The irony is that, while Israel denounces Palestinians and their supporters as liars for speaking of the Nakba, its own officials publicly cite the Nakba as a real event that can be repeated if Palestinians do not submit completely.
Genocidal rhetoricThat should not surprise us. After all, the goal of expulsion did not end with the events of 1948 - the reason Palestinians speak of an "ongoing Nakba".
Israeli officials regularly employ genocidal-type rhetoric. As head of Israel's military, Moshe Yaalon compared the threat posed by Palestinians to "cancer" that had "to be severed and fought to the bitter end".
Ayelet Shaked, currently Israel's interior minister, has characterised all Palestinians as "enemy combatants" - a term suggesting they are legitimate military targets. She has referred to any Palestinians that fight Israel's decades of belligerent occupation as "snakes" and indicated that their entire families can be eliminated, including their mothers, otherwise "more little snakes will be raised there".
Leading rabbis in Israel are even more explicit.
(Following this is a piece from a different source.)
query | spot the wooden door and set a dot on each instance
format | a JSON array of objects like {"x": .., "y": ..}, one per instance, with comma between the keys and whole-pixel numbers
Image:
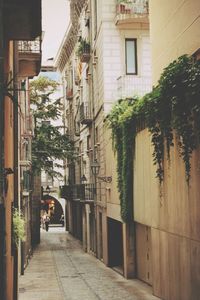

Two wrote a notorious handbook, The King's Torah, arguing that it is permitted to kill Palestinians, even babies, pre-emptively because "it is clear that they will grow to harm us". Neither faced prosecution.
'Finish the job'
These types of menacing comments are not just directed at Palestinians in the occupied territories. Notably, the recent Nakba threats were chiefly aimed at Israel's 1.8 million Palestinian citizens, who, Israel falsely maintains, enjoy equal status with Israel's Jewish citizens.
Palestinian citizens are the descendants of the small numbers of Palestinians who managed to avoid expulsion in 1948 - due largely to oversights and international pressure.
Exemplifying Israelis' cognitive dissonance on this issue, historian Benny Morris has cited the existence of a Palestinian minority in Israel as proof that the Nakba is a lie and that Israel never intended to ethnically cleanse Palestinians.
He has done so even as he lamented the fact that Ben-Gurion "got cold feet during the [1948] war" and "faltered" in failing to expel every last Palestinian.
In this, he shares the sentiments of far-right politicians like Bezalel Smotrich, another former government minister. Last year, Smotrich addressed legislators representing the Palestinian minority, saying: "It's a mistake that Ben-Gurion didn't finish the job and didn't throw you out in 1948."
On another occasion, Smotrich made a barely veiled threat of expulsion: "Arabs are citizens of Israel - for now, at least."
Caught in a trap
Such threats are far from idle. In its first decades, Israel continued to secretly expel vulnerable communities of Palestinian citizens, such as the Bedouin in the Naqab, and plotted to expel more.
Israel's security forces carried out an early massacre of Palestinian citizens, almost certainly to incentivise them to leave. Israel has also conducted at least one secret military exercise to prepare for a scenario in which there is a mass expulsion of Israel's Palestinian minority.
Israel's most senior politicians have proposed opaque plans to strip much of the Palestinian minority of its Israeli citizenship and their right to live in the state of Israel.